Lets say you have a diminuendo; you start loud, and end quiet. AFTER the diminuendo ends.. do you STAY quiet? Until the next dynamic marking? Also, do you BEGIN the diminuendo at the volume you were at previously before the diminuendo, or do you jump up to a loud volume when the diminuendo begins?

Thanks so much I didn't know where to post but I'm sure plenty of people read sheet music here!


----------



## PetrB (Feb 28, 2012)

This is very general:

The convention of it is any thing in the score not marked with a symbol or other musical directive is assumed to be mf. i.e. in that range of an average normal 'speaking voice' dynamic level, neither loud or soft.

Marked dynamics, carats, etc. come from and go back to that level, unless otherwise notated; 
ex. if you are in a passage already marked Forte, the crescendo starts from there.

Ditto the diminuendo... unless, after it, there is another dynamic directive in the score.

The earlier pre-classical era music will be in terraced dynamics, i.e. no distinct crescendo or diminuendo. Those scores should be marked with just the dynamic markings, p. mf f, etc and if all is right, will not be marked by some editor with crescendi, other dynamic effects.... that is how those works were played.


----------



## Rooster (Oct 1, 2013)

Okay thank you for answering my question! Yes I just recently learned about terraced dynamics.

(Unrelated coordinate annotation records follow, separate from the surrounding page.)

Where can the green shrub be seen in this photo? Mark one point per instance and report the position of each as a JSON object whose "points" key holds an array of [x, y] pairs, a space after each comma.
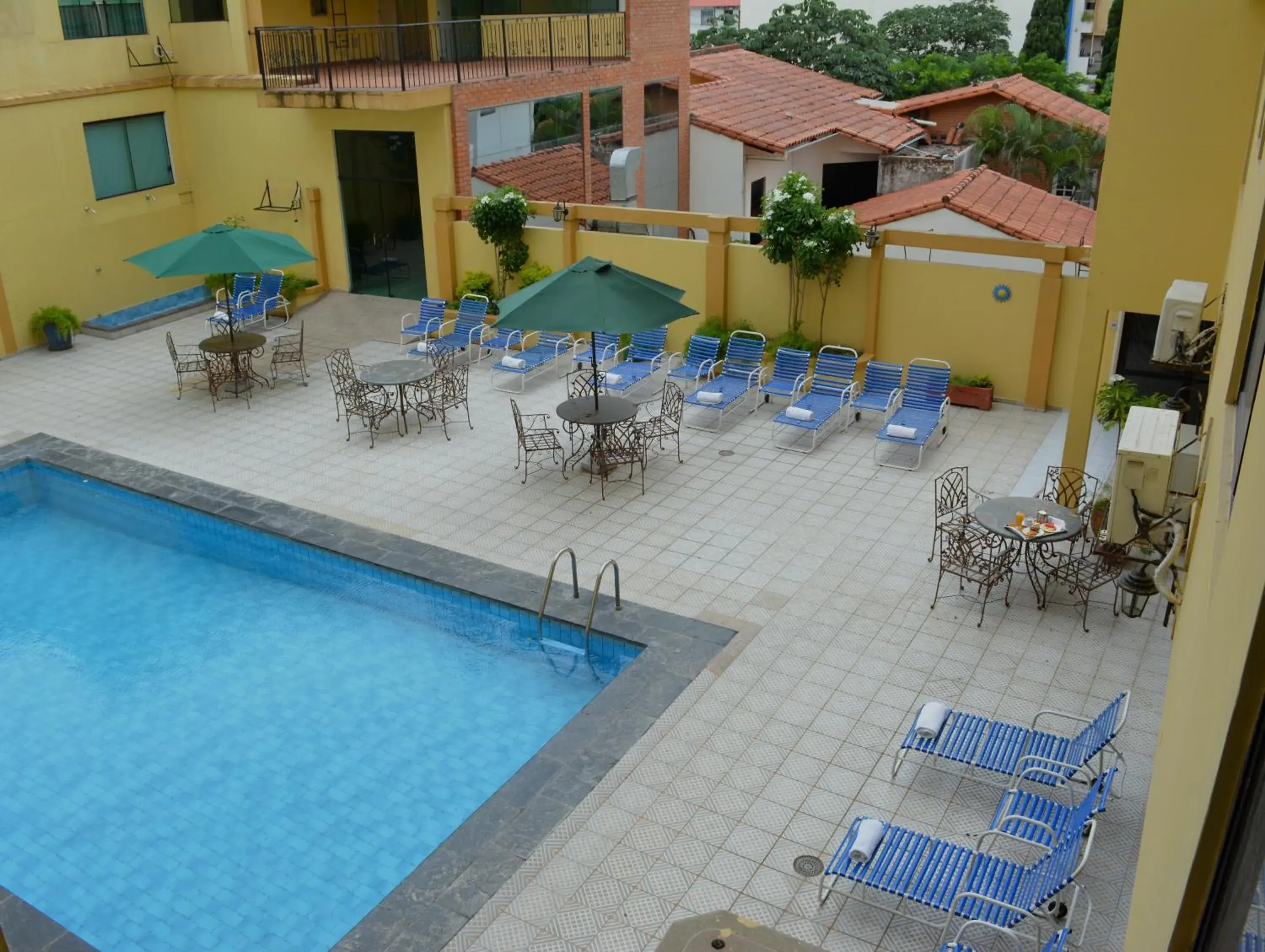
{"points": [[532, 274], [61, 318]]}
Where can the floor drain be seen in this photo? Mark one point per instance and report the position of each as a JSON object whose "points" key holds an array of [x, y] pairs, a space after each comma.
{"points": [[807, 866]]}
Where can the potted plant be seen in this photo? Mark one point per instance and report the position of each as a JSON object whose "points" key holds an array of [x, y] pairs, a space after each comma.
{"points": [[972, 391], [57, 325]]}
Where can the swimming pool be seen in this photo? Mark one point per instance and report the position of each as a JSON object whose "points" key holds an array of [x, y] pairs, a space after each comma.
{"points": [[223, 739]]}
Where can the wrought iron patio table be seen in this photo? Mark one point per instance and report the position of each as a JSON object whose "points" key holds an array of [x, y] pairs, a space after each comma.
{"points": [[241, 347], [997, 516], [399, 375], [584, 413]]}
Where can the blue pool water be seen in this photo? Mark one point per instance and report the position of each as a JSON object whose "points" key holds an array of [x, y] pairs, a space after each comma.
{"points": [[217, 739]]}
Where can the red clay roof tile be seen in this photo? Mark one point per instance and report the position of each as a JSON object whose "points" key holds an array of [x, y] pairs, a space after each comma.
{"points": [[1019, 89], [775, 105], [1017, 209]]}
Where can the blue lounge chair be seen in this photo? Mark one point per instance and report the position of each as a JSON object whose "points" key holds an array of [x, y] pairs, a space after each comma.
{"points": [[880, 391], [924, 405], [828, 394], [790, 375], [637, 363], [1012, 750], [431, 318], [468, 331], [697, 363], [966, 882], [544, 350], [1058, 941], [608, 344], [740, 377]]}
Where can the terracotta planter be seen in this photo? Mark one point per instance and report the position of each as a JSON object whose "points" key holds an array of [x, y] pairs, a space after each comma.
{"points": [[977, 398]]}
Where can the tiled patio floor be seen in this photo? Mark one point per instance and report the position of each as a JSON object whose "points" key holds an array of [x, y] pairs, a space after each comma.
{"points": [[756, 764]]}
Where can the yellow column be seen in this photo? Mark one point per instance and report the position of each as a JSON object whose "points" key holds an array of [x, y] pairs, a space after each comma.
{"points": [[872, 301], [1043, 333], [718, 269], [319, 238]]}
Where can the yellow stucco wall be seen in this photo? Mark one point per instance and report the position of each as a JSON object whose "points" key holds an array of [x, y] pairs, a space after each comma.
{"points": [[55, 252], [1222, 592]]}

I'm just confirming that you're saying to return to mf after crescendo's and diminuendo's unless otherwise noted? Sorry!


----------



## PetrB (Feb 28, 2012)

If there is no dynamic directive immediately before or after those markings, you were at mf and should return to mf.
So, Yes


----------



## Rooster (Oct 1, 2013)

Thanks so much! I'll see you around the website!


----------



## SIoannou (Oct 6, 2013)

I personally disagree with the whole "crescendo = get louder, decrescendo = get quieter". I believe that to a large extent, these markings are not about dynamics, but about phrasing. A crescendo means a general build up. This means to move to the end of the crescendo. For me it is more about drive than anything else. I believe when studying a score you should question it and ask yourself WHY that crescendo is there. Then decide how you will execute it. However do not take the score so strictly and trust your own musicality. If the score really told you everything, every performance of a piece would be identical and in classical music this is certainly not the case


----------



## PetrB (Feb 28, 2012)

SIoannou said:


> I personally disagree with the whole "crescendo = get louder, decrescendo = get quieter". I believe that to a large extent, these markings are not about dynamics, but about phrasing. A crescendo means a general build up. This means to move to the end of the crescendo. For me it is more about drive than anything else. I believe when studying a score you should question it and ask yourself WHY that crescendo is there. Then decide how you will execute it. However do not take the score so strictly and trust your own musicality. If the score really told you everything, every performance of a piece would be identical and in classical music this is certainly not the case


Phrasing and articulation are about phrasing and articulation, period.

There are separate specific markings for those directives. Of course they are included within any dynamic, plateau, swell or diminuendo.

How you personally tend "to feel" about any of those may work for you, but otherwise what you've said above is pure and useless tosh.


----------